Justice Lamer’s judgments were unlikely to earn him accolades from the person on the street. He routinely championed the rights of those suspected or accused of criminal wrongdoing, staking out positions that would likely be met with considerable skepticism by most Canadians. There are a great many examples of this:

  • R v Vaillancourt, [1987] 2 SCR 636 and R v Martineau, [1990] 2 SCR 633 (holding that the felony murder provisions violated section 7 of the Charter, and requiring subjective foresight of death as a minimum mens rea requirement for murder);
  • R v Collins[1987] 1 SCR 265 (creating an analytical framework for both sections 8 and 24(2) of the Charter – in the case of the latter, developing criteria that led to the almost automatic exclusion of so-called “conscripted” (i.e. self-incriminatory) evidence obtained as a result of a Charter violation);
  • R v Manninen, [1987] 1 SCR 1233, R v Brydges[1990] 1 SCR 190, R v Bartle, [1994] 3 SCR 173 (recognizing robust protection for the right to counsel guaranteed by s. 10(b) of the Charter, including a duty to refrain from eliciting information from an individual who has asserted the right but who has not yet spoken to counsel, as well as imposing a duty on police to appraise those detained or arrested about the services available in the jurisdiction for the provision of free and immediate legal advice);
  • R v Swain, [1991] 1 SCR 933 (holding that the Crown could not raise an accused’s alleged insanity over his objections unless and until it proved factual guilt & invalidating the section in the Criminal Code which led to the automatic detention in custody of those found not guilty by reason of insanity without regard to their actual circumstances);

For Justice Lamer the role of the judge was to do what was right, irrespective of whether or not it also happened to be popular.

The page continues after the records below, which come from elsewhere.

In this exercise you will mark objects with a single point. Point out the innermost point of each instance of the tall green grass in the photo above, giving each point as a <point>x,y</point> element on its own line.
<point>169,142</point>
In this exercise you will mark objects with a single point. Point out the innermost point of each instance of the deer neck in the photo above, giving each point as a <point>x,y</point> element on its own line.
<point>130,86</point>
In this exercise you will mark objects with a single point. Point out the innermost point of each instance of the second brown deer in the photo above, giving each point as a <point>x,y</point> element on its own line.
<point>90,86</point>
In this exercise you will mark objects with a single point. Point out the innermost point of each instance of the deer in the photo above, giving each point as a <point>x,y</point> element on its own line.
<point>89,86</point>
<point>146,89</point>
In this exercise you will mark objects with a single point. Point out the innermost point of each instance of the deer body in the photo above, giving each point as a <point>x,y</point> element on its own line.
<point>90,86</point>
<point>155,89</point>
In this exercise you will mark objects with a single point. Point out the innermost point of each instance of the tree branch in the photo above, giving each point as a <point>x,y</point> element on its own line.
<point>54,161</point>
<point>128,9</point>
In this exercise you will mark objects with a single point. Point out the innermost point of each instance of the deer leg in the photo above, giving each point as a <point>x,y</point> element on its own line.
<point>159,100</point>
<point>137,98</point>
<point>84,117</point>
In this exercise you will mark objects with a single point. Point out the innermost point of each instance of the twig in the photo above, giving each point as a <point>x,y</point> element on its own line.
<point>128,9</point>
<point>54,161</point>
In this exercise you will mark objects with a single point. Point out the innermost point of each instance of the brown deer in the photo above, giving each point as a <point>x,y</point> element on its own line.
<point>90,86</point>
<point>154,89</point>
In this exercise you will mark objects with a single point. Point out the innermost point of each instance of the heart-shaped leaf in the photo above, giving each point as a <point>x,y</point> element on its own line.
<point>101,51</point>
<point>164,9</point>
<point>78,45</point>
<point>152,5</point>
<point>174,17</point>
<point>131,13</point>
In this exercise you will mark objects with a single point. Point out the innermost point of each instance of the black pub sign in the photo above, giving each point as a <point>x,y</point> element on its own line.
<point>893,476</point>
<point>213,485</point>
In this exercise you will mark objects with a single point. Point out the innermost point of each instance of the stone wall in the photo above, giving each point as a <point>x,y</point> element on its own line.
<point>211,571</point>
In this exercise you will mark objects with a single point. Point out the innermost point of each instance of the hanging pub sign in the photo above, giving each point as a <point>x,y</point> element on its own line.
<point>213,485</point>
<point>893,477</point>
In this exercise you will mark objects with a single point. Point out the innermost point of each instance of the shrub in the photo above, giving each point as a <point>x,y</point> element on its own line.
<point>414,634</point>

As he explained to Macleans during a 1998 interview:

Let’s not forget there are no jobs in the world that enjoy our tenure of office. You can’t fire a judge. He can’t be terminated except by both houses of Parliament. The sole justification for that is to make it possible for him to do the unpopular thing, without fear of losing his job, when it’s the right thing to do. You don’t usually need judges to do the popular thing – politicians do it for them.

Beyond his judgments, the great legacy left by Antonio Lamer is the model of judicial independence that he provides for all judges.